3.3 Fish Collection Methods Fish were sampled using baited minnow traps at each sampling location and on each sampling date. Ten traps were distributed at approximately 10 m intervals along the lateral channel margins. When ice was present, an ice auger was used to cut a 10 inch diameter hole through the ice. The traps (6.4 mm (1/4 inch mesh) Gee minnow traps), baited with salmon roe inside of perforated whirl-pak bags were secured in the flowing water under the ice. A wetted depth of approximately 23 cm (9 inch) between the bottom of the ice and stream bed was necessary for trap placement. The ice opening was covered with Styrofoam insulation to aid in the recovery of the traps. Where ice was absent, traps were placed in adequate water depths to ensure the trap openings were below the water surface.

The following day, 20 to 24 hours following traps placement, traps were removed from the ice and all fish from each trap were released into separate buckets of water. Fish from each trap were identified to species and the fork lengths (FL) of all salmonids were measured, to provide catch per species per trap (catch per unit trap (CPUT)) with 10 traps per site.

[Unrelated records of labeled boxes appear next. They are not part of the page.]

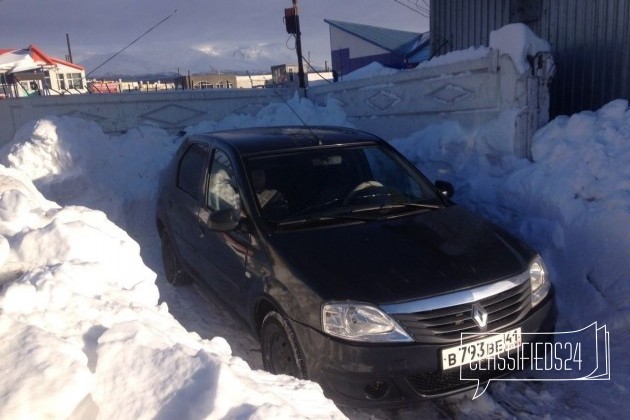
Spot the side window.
[177,144,208,200]
[206,150,241,211]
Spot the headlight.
[529,255,551,307]
[322,302,413,342]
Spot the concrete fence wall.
[0,50,553,157]
[308,49,553,157]
[0,89,293,144]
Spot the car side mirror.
[435,181,455,198]
[208,209,240,232]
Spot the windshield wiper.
[350,202,444,213]
[274,213,374,227]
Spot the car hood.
[268,206,533,304]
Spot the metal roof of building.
[324,19,429,57]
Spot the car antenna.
[273,86,323,146]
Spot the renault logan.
[157,127,556,406]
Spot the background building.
[325,19,430,77]
[0,45,87,97]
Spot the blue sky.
[0,0,429,73]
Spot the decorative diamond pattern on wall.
[140,104,205,126]
[427,83,474,103]
[367,90,400,111]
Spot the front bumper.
[293,290,557,407]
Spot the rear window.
[177,144,208,200]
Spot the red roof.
[0,44,85,71]
[28,44,85,71]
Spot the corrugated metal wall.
[431,0,630,117]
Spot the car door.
[199,149,251,306]
[166,143,209,275]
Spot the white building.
[0,45,87,98]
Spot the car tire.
[160,232,192,286]
[260,311,306,379]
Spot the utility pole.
[284,0,306,89]
[66,34,74,63]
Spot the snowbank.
[490,23,551,73]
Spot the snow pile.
[416,47,490,69]
[394,100,630,328]
[343,61,402,82]
[490,23,551,73]
[0,104,343,419]
[393,100,630,418]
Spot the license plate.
[442,327,521,370]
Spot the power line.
[394,0,431,19]
[85,9,177,78]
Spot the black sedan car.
[157,127,556,406]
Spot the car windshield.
[246,145,443,225]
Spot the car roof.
[188,126,382,156]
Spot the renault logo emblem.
[472,303,488,329]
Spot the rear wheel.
[261,311,306,379]
[161,232,192,286]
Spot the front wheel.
[160,232,192,286]
[260,311,306,379]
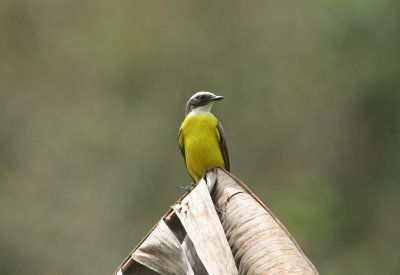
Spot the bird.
[178,91,230,184]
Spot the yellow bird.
[179,92,230,183]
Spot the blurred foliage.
[0,0,400,274]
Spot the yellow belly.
[181,114,225,182]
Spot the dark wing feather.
[217,121,231,172]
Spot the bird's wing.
[217,121,231,171]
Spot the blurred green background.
[0,0,400,274]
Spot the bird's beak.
[212,95,224,101]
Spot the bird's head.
[186,91,224,115]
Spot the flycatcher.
[179,92,230,183]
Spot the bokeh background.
[0,0,400,274]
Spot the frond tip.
[116,169,318,275]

3.4 Data Analyses 3.4.1 Small scale habitat relationships 

Correlation and linear regressions were used to test for relationships between habitat characteristics that were continuous variables at each trap location and coho and Chinook CPUT. T-tests and ANOVA were used to test for significant relationships between CPUT and discontinuous variables (cover and substrate size). Data were only used from sites where at least one juvenile salmon was captured to avoid data from sites where fish were absent due to potential migration barriers or other unmeasured variables. An alpha of 0.05 was used for all tests.

3.4.2 Sampling Sites 

ANOVA was used to test for significant differences in juvenile coho and Chinook salmon among sampling sites. Tukey’s test was used for post-hoc comparisons. Correlation and linear regression was used to test for significant relationships between average site CPUT for juvenile coho and Chinook salmon and for average site physical habitat and water quality characteristics and portion of sampling locations within a site that contained LWD, shrub or macrophyte cover, or fine substrates.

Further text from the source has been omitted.